Wir haben dann ein Einzelzimmer bekommen. Eines mit einer schönen Aussicht in den Park mit den alten Klinikgebäuden von Ludwig Hoffmann, deren Backsteinklinker schon fast einen hanseatischen Touch nach Preußen bringen. Man kann in den Himmel sehen und die Mauersegler fliegen fast auf Fensterhöhe. Manchmal hört man sogar einen Falkenruf, wenn nicht gerade der Notfallhelikopter die Hintergrundbeschallung übernimmt.
Sonst herrscht hier Ruhe. Die Ruhe, die vielleicht benötigt wird, um gehen zu können, um loszulassen und um Abschied zu nehmen. Die Schwestern kommen nur, um nachzufragen, ansonsten haben wir alles auf das Notwendigste reduziert. Mein temporäres Bett ist auf der rechten Seite des Bettes des Mannes, genauso, wie wir auch Zuhause schlafen würden: ich am Fenster auf der rechten Seite, er auf der linken. Wir haben beide unsere Kopfkissen von Daheim mitgebracht. So ist das auch im Urlaub, wir sind ja jetzt in diesem Alter.
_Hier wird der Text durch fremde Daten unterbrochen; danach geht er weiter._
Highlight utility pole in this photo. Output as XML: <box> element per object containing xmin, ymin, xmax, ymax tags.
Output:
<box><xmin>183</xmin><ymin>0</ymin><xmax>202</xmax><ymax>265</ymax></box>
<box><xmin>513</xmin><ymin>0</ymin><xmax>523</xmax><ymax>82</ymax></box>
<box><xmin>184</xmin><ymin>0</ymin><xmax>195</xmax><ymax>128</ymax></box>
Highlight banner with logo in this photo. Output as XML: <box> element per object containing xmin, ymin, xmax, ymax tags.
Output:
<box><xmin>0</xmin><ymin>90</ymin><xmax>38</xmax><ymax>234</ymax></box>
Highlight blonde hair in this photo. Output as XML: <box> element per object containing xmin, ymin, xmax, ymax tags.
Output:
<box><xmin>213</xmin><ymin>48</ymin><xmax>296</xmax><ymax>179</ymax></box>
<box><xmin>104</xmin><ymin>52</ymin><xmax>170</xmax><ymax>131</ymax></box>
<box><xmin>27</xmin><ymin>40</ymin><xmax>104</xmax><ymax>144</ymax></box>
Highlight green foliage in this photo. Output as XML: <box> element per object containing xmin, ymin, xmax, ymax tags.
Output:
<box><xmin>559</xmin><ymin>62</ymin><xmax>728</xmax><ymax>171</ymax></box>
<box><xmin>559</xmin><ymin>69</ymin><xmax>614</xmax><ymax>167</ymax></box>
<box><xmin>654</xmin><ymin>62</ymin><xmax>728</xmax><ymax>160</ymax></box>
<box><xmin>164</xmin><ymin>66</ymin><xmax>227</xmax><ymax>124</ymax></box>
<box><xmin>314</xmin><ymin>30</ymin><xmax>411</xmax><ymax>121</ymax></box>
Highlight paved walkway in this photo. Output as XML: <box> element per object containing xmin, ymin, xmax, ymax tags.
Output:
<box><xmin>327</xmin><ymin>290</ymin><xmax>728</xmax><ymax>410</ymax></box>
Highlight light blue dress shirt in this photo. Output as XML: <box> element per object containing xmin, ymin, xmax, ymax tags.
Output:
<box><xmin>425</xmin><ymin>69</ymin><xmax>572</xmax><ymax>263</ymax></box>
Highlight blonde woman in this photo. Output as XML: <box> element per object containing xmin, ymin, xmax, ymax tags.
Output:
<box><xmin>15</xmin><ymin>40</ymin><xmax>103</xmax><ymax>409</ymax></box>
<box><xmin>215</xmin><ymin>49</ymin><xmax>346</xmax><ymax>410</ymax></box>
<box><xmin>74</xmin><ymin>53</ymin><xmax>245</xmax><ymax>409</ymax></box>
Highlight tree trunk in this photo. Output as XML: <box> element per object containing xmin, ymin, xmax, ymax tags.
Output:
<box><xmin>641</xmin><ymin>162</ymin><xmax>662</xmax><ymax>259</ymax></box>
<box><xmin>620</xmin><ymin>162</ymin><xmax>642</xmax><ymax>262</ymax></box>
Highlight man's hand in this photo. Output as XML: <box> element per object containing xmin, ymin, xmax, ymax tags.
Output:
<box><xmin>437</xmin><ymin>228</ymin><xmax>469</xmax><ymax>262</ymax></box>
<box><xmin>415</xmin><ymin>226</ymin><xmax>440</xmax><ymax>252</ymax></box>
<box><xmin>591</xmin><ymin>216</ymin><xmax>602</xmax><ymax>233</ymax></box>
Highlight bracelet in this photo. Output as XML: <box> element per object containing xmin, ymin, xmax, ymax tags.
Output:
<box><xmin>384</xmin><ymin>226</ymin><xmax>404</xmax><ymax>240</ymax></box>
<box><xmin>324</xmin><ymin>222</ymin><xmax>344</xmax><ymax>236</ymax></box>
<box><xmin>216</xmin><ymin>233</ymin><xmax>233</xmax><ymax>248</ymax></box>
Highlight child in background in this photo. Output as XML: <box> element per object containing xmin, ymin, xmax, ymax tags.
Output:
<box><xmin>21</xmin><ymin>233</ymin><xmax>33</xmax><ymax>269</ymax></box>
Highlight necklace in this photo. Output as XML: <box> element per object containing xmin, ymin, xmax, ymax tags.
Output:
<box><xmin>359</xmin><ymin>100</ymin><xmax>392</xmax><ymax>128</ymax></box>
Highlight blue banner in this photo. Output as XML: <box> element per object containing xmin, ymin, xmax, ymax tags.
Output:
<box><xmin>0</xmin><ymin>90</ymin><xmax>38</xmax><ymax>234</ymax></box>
Urlaub. Fast könnte man sich vormachen, es sei hier ein etwas skurriles Hotelzimmer im Sanatoriumsstil oder eine Reha-Einrichtung, und kein Sterbezimmer. Aber das langsame und mühevolle Atemholen, die Sauerstoffzugabe erinnern auch bei geschlossenen Augen immer daran, das dies unsere letzte gemeinsame Reise ist. An deren Ende ich ihn alleine weiterreisen lassen muss und er mich.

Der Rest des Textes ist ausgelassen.